Read Cyberabad Days Online

Authors: Ian McDonald

Tags: #Science fiction; English, #India, #Fiction, #Science Fiction, #General, #Short Stories

Cyberabad Days (12 page)

     Some days Sujay's inability to talk to the point exasperates Jasbir. Those days tend to come after another fruitless and expensive shaadi night and the threat of a matchmaker, but particularly after Deependra of the nonwhite teeth announces he has a date. With the girl. The one written in the fourth house of Rahu by his pocket astrology aeai.

     "Well, you see, I thought, with the right help you could arrange it yourself." Some days debate with Sujay is pointless. He follows his own calendar. "You, ah, need to put the 'hoek back on again."

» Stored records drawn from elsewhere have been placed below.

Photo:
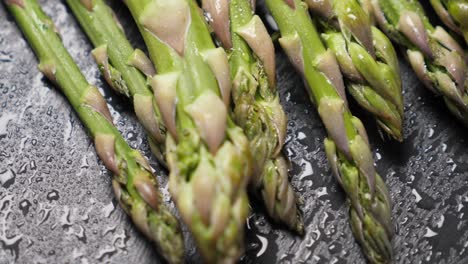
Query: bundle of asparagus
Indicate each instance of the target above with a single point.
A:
(366, 58)
(454, 14)
(123, 67)
(134, 184)
(207, 154)
(257, 107)
(437, 59)
(347, 147)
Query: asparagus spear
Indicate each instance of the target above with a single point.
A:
(347, 147)
(123, 67)
(208, 156)
(454, 14)
(134, 184)
(367, 60)
(437, 59)
(257, 108)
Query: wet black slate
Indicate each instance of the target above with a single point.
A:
(56, 203)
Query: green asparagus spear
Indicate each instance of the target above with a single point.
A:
(367, 60)
(454, 14)
(208, 155)
(437, 59)
(257, 108)
(123, 67)
(134, 184)
(347, 147)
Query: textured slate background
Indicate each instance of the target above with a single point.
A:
(56, 204)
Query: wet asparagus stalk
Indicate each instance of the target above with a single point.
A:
(257, 107)
(134, 184)
(347, 146)
(437, 59)
(367, 60)
(124, 68)
(454, 14)
(208, 156)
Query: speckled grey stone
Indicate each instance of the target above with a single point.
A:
(56, 203)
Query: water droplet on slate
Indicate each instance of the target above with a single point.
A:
(53, 196)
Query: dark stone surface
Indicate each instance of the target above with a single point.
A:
(56, 203)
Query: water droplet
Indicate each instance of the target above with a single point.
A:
(108, 209)
(24, 206)
(301, 135)
(416, 194)
(53, 196)
(264, 242)
(32, 165)
(106, 253)
(430, 233)
(7, 178)
(440, 223)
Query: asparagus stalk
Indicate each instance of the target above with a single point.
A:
(123, 67)
(257, 107)
(133, 182)
(437, 59)
(208, 156)
(367, 60)
(347, 147)
(454, 14)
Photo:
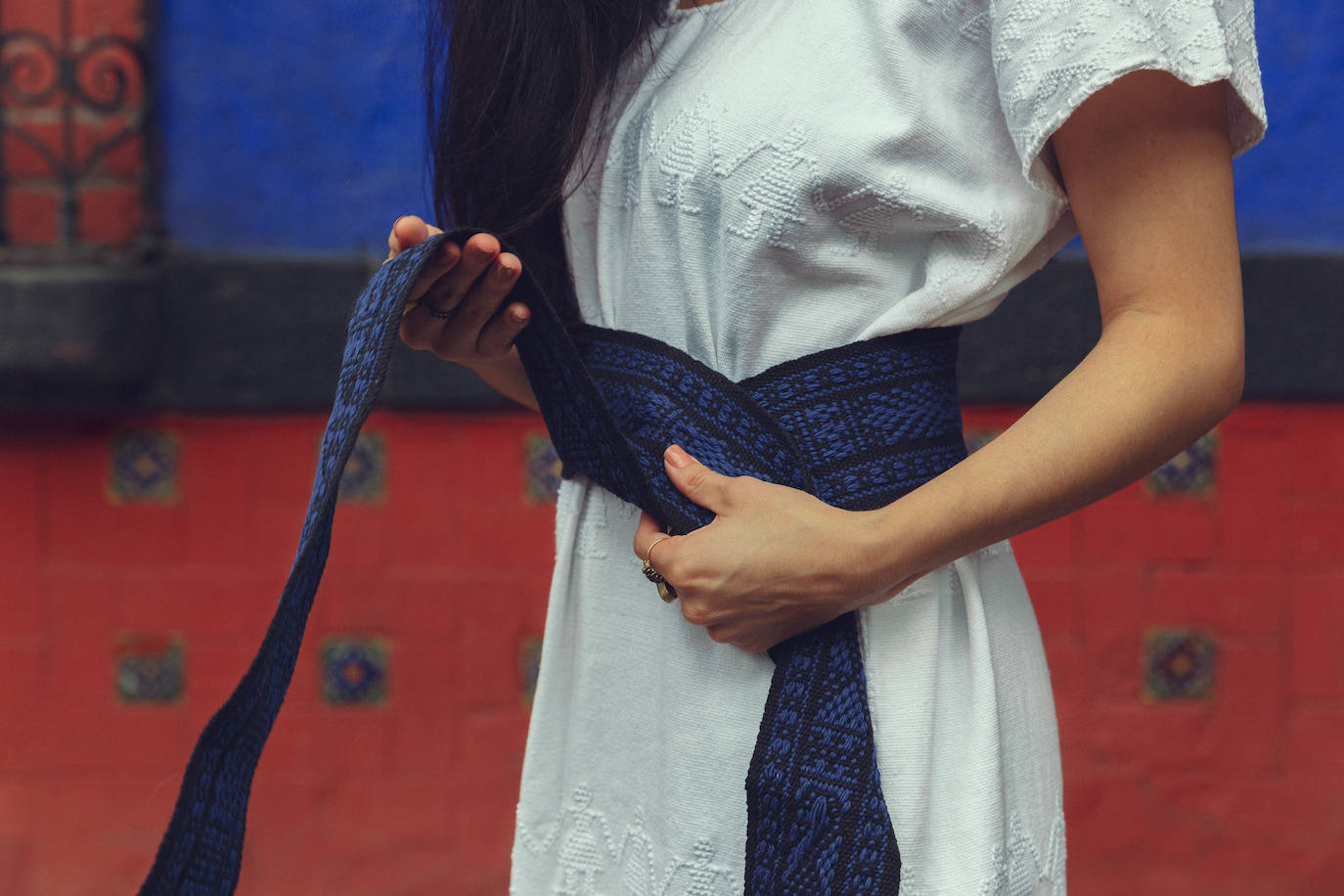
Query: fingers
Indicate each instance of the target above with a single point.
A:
(696, 481)
(457, 301)
(647, 533)
(409, 230)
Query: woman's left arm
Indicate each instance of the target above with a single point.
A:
(1146, 165)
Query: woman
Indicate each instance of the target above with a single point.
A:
(755, 180)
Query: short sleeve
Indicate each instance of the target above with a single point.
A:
(1050, 55)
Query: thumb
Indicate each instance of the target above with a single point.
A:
(695, 479)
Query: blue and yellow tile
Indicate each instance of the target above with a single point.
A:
(143, 468)
(1179, 664)
(354, 670)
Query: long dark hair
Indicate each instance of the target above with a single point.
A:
(511, 86)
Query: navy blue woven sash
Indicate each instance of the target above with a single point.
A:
(858, 426)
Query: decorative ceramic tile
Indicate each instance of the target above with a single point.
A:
(528, 665)
(977, 439)
(354, 670)
(542, 469)
(1179, 664)
(150, 668)
(143, 468)
(1191, 471)
(365, 477)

     Silver notes spray through Jasbir's inner ears as the little curl of smart plastic seeks out the sweet spot in his skull. Pixel birds swoop and swarm like starlings on a winter evening. It is inordinately pretty. Then Jasbir gasps aloud as the motes of light and sound sparklingly coalesce into a dapper man in an old-fashioned high-collar sherwani and wrinkle-bottom pajamas. His shoes are polished to mirror-brightness. The dapper man bows.

     "Good morning, sir. I am Ram Tarun Das, Mastet of Grooming, Grace, and Gentlemanliness."

     "What is this doing in my house?" Jasbir unhooks the device beaming data into his brain.

     "Er, please don't do that," Sujay says. "It's not aeai etiquette."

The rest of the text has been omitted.